Rehberg told Charlie Klimas' government class that the youth of today have a lot to offer the future, but a lack of political involvement could jeopardize that.
"If we decided to make school mandatory 24 hours a day and you didn't like the idea," he told the class, "if you didn't vote, there's nothing you could do about it."
Answering a student's question about America's recent attack on Iraq, Rehberg told the class their interests are also at stake in this issue because "the war in Vietnam was not fought by old people, it was fought by the young."
"If we go to war," he said. "It's not me that's going to fight it, it's you and we don't want to put you in harm's way."

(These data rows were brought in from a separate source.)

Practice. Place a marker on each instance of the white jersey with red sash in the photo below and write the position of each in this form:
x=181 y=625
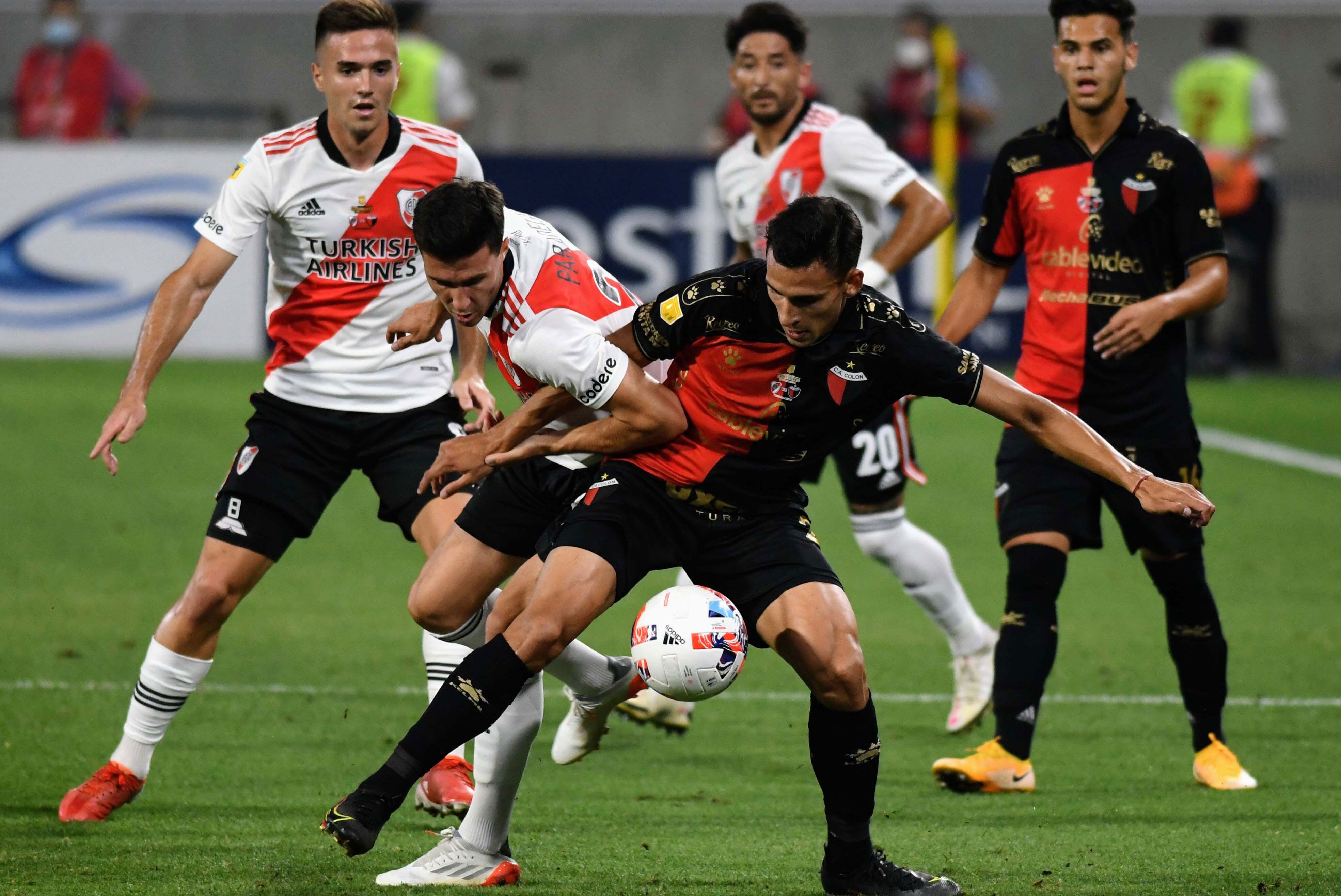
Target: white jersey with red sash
x=550 y=323
x=343 y=261
x=825 y=153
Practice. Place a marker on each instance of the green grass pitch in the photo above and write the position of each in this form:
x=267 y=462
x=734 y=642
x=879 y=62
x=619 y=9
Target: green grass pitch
x=89 y=564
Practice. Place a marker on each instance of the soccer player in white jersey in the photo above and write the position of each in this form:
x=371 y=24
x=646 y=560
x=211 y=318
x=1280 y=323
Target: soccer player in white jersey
x=338 y=197
x=548 y=309
x=799 y=148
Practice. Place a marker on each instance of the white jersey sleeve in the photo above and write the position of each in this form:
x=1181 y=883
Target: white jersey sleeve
x=568 y=349
x=856 y=159
x=243 y=204
x=727 y=174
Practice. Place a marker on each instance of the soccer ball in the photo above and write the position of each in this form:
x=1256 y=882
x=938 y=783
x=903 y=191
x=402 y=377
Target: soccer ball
x=689 y=643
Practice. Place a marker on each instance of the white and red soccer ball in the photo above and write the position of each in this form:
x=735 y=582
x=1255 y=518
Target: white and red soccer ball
x=689 y=643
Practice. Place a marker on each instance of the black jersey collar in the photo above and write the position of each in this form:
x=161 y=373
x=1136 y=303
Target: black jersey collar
x=1130 y=127
x=393 y=140
x=801 y=116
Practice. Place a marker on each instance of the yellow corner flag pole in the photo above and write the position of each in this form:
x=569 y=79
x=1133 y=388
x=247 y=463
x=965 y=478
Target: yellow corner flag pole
x=945 y=155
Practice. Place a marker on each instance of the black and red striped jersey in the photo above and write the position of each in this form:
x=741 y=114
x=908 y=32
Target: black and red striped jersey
x=761 y=411
x=1100 y=231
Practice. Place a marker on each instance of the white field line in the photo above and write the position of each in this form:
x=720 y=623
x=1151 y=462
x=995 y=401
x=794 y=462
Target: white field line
x=316 y=690
x=1272 y=451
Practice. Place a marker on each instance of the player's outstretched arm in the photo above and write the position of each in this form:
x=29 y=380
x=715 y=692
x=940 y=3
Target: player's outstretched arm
x=172 y=312
x=470 y=387
x=643 y=414
x=1068 y=437
x=973 y=298
x=1206 y=286
x=466 y=455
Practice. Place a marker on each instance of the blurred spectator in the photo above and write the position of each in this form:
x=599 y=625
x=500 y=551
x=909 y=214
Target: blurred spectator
x=432 y=84
x=904 y=109
x=734 y=121
x=1230 y=104
x=69 y=84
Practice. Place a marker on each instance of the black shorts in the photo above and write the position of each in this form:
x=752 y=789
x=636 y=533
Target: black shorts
x=640 y=524
x=876 y=462
x=514 y=505
x=1037 y=491
x=297 y=458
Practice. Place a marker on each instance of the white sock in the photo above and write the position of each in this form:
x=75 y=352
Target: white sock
x=165 y=680
x=922 y=564
x=585 y=671
x=501 y=756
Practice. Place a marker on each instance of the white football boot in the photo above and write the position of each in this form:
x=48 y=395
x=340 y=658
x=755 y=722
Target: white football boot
x=581 y=730
x=454 y=863
x=974 y=675
x=662 y=711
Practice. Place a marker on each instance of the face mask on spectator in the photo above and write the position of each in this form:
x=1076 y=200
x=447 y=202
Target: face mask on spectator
x=61 y=31
x=912 y=53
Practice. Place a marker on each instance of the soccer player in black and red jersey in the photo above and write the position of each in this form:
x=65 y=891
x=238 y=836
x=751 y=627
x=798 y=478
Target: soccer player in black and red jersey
x=725 y=502
x=1122 y=240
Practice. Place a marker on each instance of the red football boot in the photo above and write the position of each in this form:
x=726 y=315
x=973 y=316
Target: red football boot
x=447 y=789
x=110 y=788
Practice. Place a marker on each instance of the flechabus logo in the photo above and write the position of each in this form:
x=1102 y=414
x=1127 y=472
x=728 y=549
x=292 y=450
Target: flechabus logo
x=54 y=265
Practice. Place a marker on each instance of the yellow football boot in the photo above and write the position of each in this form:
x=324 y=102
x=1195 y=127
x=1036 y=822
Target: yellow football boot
x=989 y=769
x=1218 y=768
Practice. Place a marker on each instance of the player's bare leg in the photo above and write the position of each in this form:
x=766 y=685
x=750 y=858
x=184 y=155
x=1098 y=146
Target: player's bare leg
x=923 y=567
x=482 y=689
x=813 y=628
x=177 y=660
x=448 y=788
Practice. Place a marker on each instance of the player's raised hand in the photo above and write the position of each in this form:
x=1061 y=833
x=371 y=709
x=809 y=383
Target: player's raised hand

Rehberg went on to explain that Iraq was "testing the metal" of the new president and that oil and America's opposition to dictators were the reasons America did what it did.
He told the class America's economy and security were dependent on foreign oil and when Saddam Hussein invaded Kuwait it was done to protest America's oils interests and prevent a dictator from becoming too powerful.
Students also queried Rehberg about what he intends to do to improve America's military.
Rehberg told the students the first bill he introduced on arriving in Congress was a bill to up salaries of military personnel by $150 per month.
President George W. Bush supports the bill, Rehberg said.
Montana's economy was also an issue for one student.
Rehberg said Montana's economy was changing and is no longer the natural resource based. He added that it is up to the government to create an atmosphere that is positive to the change.
"Government doesn't create jobs, people do," Rehberg said.
He told the class that it is government's job to create opportunity for job development and impose fewer regulations and taxes that limit economic growth.
"The people can do it if the government stays out of the way and doesn't screw things up," he said.
Rehberg also told the student that he does not favor school vouchers and instead would like to see a tax credit that would allow parents a benefit without hurting public education.
"No child should be left behind," he said.